Corporate Freudian Psychoanalysis: Is That A Cigar or Are You Just Engaged?

Paul Hebert Audacious Ideas, Change, Employee Engagement, Employee Relations, Engagement and Satisfaction, HR, Innovation, Organizational Development, Paul Hebert, Performance

We’re going to a weird place today. And I know this is a simplistic analysis but go with it… it’ll be fun!

Freud (Sigmund, the psychiatry guy, not the guys with tigers in Vegas. If you watch Big Brother you’ll get that – h/t to Liz and Julia – watch – you’ll LOL yourself) suggested that an individual’s personality was driven by the interaction of three forces. Those forces being the ID, the Ego and the Super-Ego. The ID is selfish and simply wants to be satisfied. This is the “FEED ME” part of the brain. The EGO is the rules engine. Its main concern is with your safety and allows some of the ID’s desires to be expressed, but only when consequences of these actions don’t get you in trouble. It mediates our passion and keeps us from simply acting without rational evaluation. The Super-Ego (I really like the German version of this: Über-Ich) works in opposition to the ID striving to act in a socially appropriate manner. The Super-Ego controls our sense of right and wrong and guilt. It helps us fit into society by getting us to act in socially acceptable ways.

Freud believed it was the ongoing interplay of these three forces that ultimately drives our behavior. Many feel Freud was a bit of a whackadoo and liked his cigars just a little too much, but I think the theory does provide a scaffold for our discussion here relating to HR and a company’s “way of doing business.” I said we’d be going a bit rogue here…

Corporate Psyche

It occurred to me that like an individual who is constantly making decisions involving the interaction of the three forces of the psyche, companies might also be fighting those same internal battles. I started to try to identify the three structural components of “corporate Freudian psychology”…

ID – the need to make a profit.

Profits are like food, sleep, and sex for a company. Profits allow all other functions to occur. Without profits, companies die. Like humans, without the bare necessities – the things our ID demands of us – we die.

EGO – the rules engine.

The Ego is what keeps some of our company executives out of jail (that, and huge campaign contributions). It helps a company regulate the ID. The EGO of a company looks at the process of making profit and tames it.

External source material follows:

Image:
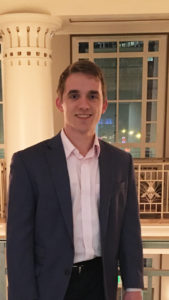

Super-EGO – the conscience of a company.

The Super-Ego is that part of the company that provides unlimited vacation, unlimited parental leave, free soda and moon pies. The Super-Ego is the place in a company where non-business discussions are made. The Super-Ego is where human decisions are made. The Super-Ego is what should have kept businesses from employing children in dangerous factory conditions and demanding 12-15 hour work days during the onset of the industrial revolution.

I realize this is pie in the sky but the application sort of works. My problem was trying to find where the three areas of the “brain” resided in a corporation. Who is the ID, the EGO, the Super-Ego.

My first cut at it looks like this:

ID = Finance? They exist to find a way to turn the smallest investment into the largest profit. They use math and numbers and ROI to explain their point of view. And math has no conscience. Math is blind to anything other than the calculation. Without any mediating influences, Finance would probably do away with moon pies and free soda.

Ego = Legal? Everything a company does at a minimum is run through legal. Most companies can choose toilet paper without at least a few minutes of the legal department’s time to make sure it isn’t made from some Amazonian tree on the endangered list.

Super-Ego = Human Resources? I was going to say “management,” but I believe that HR’s fundamental responsibility is to create caring, smart, effective human managers. The managers then, in turn, pass that onto the staff. Therefore, the overall seat of humanity in an organization is HR. HR has to make sure that profits don’t come before people, and also make sure that just because a company has the legal right to do something, it isn’t always the right thing to do.

I think this idea works…

Companies with too strong an ID will end up doing whatever it takes to make money – the hell with the rules, investors, employees, the law. Can you say Enron?

Companies with too strong a Ego will miss out on opportunities and pivot when a market changes because they can’t take the appropriate risks. Can you say Polaroid?

Companies with too strong a Super-Ego will end up going out of business because they ignore their own needs in order to try to be all things to all people. Can you say Gravity Payments?

Kind of makes sense, no?

What do you think?

Should a company look at itself through a lens like this? Is there a time when a company should be a bit more Ego driven vs. ID driven? Is it really a matter of juggling all the balls?

Is anyone doing this well? Anyone but Apple – we all know they are perfect and they have more cash than all the gold in Fort Knox. That much cash gives you a decided advantage in the Super-Ego wars I’m guessing.

What do you think? Interesting? Stupid? Useful frame of reference?

Don’t tell me… My ego probably won’t be able to take it.